I have pictures that my mom gave me of relatives that I don’t know. It’s such a shame. Other photos are almost white or stained because of the acid from paper that is destroying them over time. Scrapbooking addresses all of that by:
  • Using acid free or photo safe materials (Including papers, inks and glues) that safeguard photos so that they last a lifetime
  • Journaling or recording the who, what, when and where of a picture
  • Allows me to express myself through this art medium (yes, its an art form just like drawing or painting) and in the process, others will get to know me through my scrapbook art
Really, you only need a few things to start on your scrapbooking journey:
  • A 12 inch paper trimmer (this way you can work with any size paper)
  • A black felt pen (acid free) for journaling
  • Paper
  • Acid free glue or tape
  • Your photos
There are a few basics to getting started:
  • Probably the hardest thing is to get your photos out. Organization can be quite a big deal if you have a lot of photos. My solution is to start with the most recent event you took pictures of; a birthday, a trip, a holiday.
  • Once you have chosen some photos, spread them out (or look at them on your PC) and look for a color theme. Is there a lot of green grass? Colored flowers? What colors are the people wearing?
    The reason for this is simple. You are going to match some of the paper from your scrap page to a color in your photo. This will make that part of the photo “pop”. For example: I have a picture of my dad standing next to his favorite pink rose bush. He is wearing blue pants and a white shirt. If I back my photo with pink, the roses stand out. If I back the photo with blue, my dad’s pants stand out. If I back the photo with green, the grass around my dad stands out. Get the picture? (Sorry, I couldn’t resist the pun.)
  • The layout is how you organize your scrapbook page. Do you want you photos on the side? The top? Overlapping? You can take a piece of paper and draw out the layout before you start. In my project below you will see this.
  • The Title of the Page tells in a word or two what the page is about. These titles give you a strong idea of what a page might be like: SUMMER, GONE FISHING, CELEBRATE.
  • One last thing: You want to decide what size scrapbook pages you want to have. The most common size right now is 12 x 12. You can also find 8x8 and 4x4 easily.
Let’s get started! I took pictures of my kitty IKE. He is an orange kitty and I love him!

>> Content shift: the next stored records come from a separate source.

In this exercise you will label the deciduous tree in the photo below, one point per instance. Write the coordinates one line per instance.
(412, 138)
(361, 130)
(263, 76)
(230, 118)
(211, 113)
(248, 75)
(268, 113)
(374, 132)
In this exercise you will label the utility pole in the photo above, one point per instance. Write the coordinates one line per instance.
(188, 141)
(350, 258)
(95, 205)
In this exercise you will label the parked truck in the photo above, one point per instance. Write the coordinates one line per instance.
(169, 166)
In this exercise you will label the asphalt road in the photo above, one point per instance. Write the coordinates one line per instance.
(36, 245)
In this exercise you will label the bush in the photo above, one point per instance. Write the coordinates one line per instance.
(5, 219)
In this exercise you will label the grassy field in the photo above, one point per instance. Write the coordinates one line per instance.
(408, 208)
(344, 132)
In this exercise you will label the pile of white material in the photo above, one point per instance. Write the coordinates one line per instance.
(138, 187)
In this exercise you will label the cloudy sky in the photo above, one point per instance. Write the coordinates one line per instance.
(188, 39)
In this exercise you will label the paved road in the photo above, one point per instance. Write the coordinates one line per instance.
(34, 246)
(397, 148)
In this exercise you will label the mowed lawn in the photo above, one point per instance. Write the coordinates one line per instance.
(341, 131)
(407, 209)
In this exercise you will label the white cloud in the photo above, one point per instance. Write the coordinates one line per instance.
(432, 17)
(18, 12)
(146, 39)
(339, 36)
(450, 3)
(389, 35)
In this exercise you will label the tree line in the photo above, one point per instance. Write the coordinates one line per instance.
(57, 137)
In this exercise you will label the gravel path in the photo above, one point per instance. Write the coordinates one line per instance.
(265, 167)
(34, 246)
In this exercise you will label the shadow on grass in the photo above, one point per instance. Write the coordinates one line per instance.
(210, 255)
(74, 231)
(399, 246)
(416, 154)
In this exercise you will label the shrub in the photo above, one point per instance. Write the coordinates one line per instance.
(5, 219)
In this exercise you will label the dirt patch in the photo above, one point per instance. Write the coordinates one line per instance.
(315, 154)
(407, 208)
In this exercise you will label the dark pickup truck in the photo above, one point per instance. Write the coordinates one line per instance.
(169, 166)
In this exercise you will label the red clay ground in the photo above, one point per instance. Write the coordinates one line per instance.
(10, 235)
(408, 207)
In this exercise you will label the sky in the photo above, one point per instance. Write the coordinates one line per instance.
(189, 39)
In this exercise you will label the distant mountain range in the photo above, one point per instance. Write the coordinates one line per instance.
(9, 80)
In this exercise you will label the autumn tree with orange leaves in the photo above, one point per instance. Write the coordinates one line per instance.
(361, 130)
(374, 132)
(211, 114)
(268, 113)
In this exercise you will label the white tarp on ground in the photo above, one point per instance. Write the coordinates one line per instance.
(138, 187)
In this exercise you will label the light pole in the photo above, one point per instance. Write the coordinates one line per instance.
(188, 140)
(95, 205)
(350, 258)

  • I decided that since Ike is a brown/orange kitty with light greenish eyes and a little white on his face that I would go with a dark brown 12 x 12 cardstock as a background. This way anything I put on it will really show up and not blend into the background.
  • I chose several colors of cardstock and patterned paper and placed my photos in front of them to see which ones would bring out the features in the photos (his eyes) the best. I settled on dark brown for the back ground and light green & amber to mat Ike’s picture. I used only amber to mat the photos of Ike’s eyes because I wanted the focus to be on Ike’s picture.
  • To make the bird border and the patterned paper on the left side of the page:
    • I took a one inch strip of pale green cardstock and punched the bird border using Martha Stewart punch.

      Martha Stewart has done it once again. This punch is BEAUTIFUL!

    • I cut a 4 ¼ x 12 inch strip of pattered paper that was a slightly lighter shade of brown.

    • I glued the bird strip to the back of this patterned paper so that the bottom line of the punch just showed.

    • I glued the paper strip with birds down on the left hand side of my 12x12 page.
  • The embossed strip:
    • I cut THREE 2 x 6 inch strips of pale green cardstock.

    • I embossed each of them with one of the oriental designs that comes in the Oriental package of Cuttlebug Embossing Folders.

    • I cut away any flat or unembossed areas.

    • NOTE: I placed the unglued strips of embossed cardstock and my photos on the page to see where things would lie.

    • After I tested how it would look, I glued the first strip on the bottom of my page in the middle of the patterned paper.

    • I added the next strip and glued it down.

    • I finished by gluing down the third strip.

    • I trimmed any excess away.

  • The photos of Ike’s eyes:
    • I took one photo of Ike’s face and cropped it down to his eyes.

    • I printed this photo out four times.

    • I matted the amber cardstock on the back of these photos.

    • I placed the photos down on the left side of my page.

    • I added Prima flowers in pale green in between each photo.

  • To make the right side of the page:
    • I took the photo of Ike and attached it to my amber cardstock.

    • I cut a border of about 1/8 inch.

    • I took this and attached it to some light green cardstock and cut a border of about 1/16 inch.

    • I placed the photo on my page on the right BUT DID NOT GLUE IT DOWN YET.

    • I took a long package I happened to have (this is what you see in the pictures but you can use a ruler also). I placed the sticker letters on the edge of it LAZY DAY. I was then able to move the title around to see what I liked the best.

    • Once I had the title where I wanted it, I pressed down and stuck the letters down. I took the bottom edge of the letters carefully off the plastic I was using. Voila! A straight title!

    • I glued down Ike’s photo.

    • Since Ike’s name is so short, I hand placed the letters for his name under his picture.